Comment by smilekzs
Single-chip specs according to:
https://awsdocs-neuron.readthedocs-hosted.com/en/latest/abou...
https://awsdocs-neuron.readthedocs-hosted.com/en/latest/nki/...
Eight NeuronCore-v4 cores that collectively deliver:
2,517 MXFP8/MXFP4 TFLOPS
671 BF16/FP16/TF32 TFLOPS
2,517 FP16/BF16/TF32 sparse TFLOPS
183 FP32 TFLOPS
HBM: 144 GiB HBM @ 4.9 TB/sec (4 stacks)SRAM: 32 MiB * 8 = 256 MiB (ignoring 2 MiB * 8 = 16 MiB of PSUM which is not really general-purpose nor DMA-able)

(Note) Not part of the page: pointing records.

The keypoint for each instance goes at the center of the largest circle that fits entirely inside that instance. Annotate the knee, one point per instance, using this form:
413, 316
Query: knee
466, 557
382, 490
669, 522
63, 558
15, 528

Interconnect: 2560 GB/s (I think bidirectional, i.e. Jensen Mathâ„¢)
----
At 3nm process node the FLOP/s is _way_ lower than competition. Compare to B200 which does 2250 BF16, x2 FP8, x4 FP4. TPU7x does 2307 BF16, x2 FP8 (no native FP4). HBM also lags behind (vs ~192 GiB in 6 stacks for both TPU7x and B200).
The main redeeming qualities seem to be: software-managed SRAM size (double of TPU7x; GPUs have L2 so not directly comparable) and on-paper raw interconnect BW (double of TPU7x and more than B200).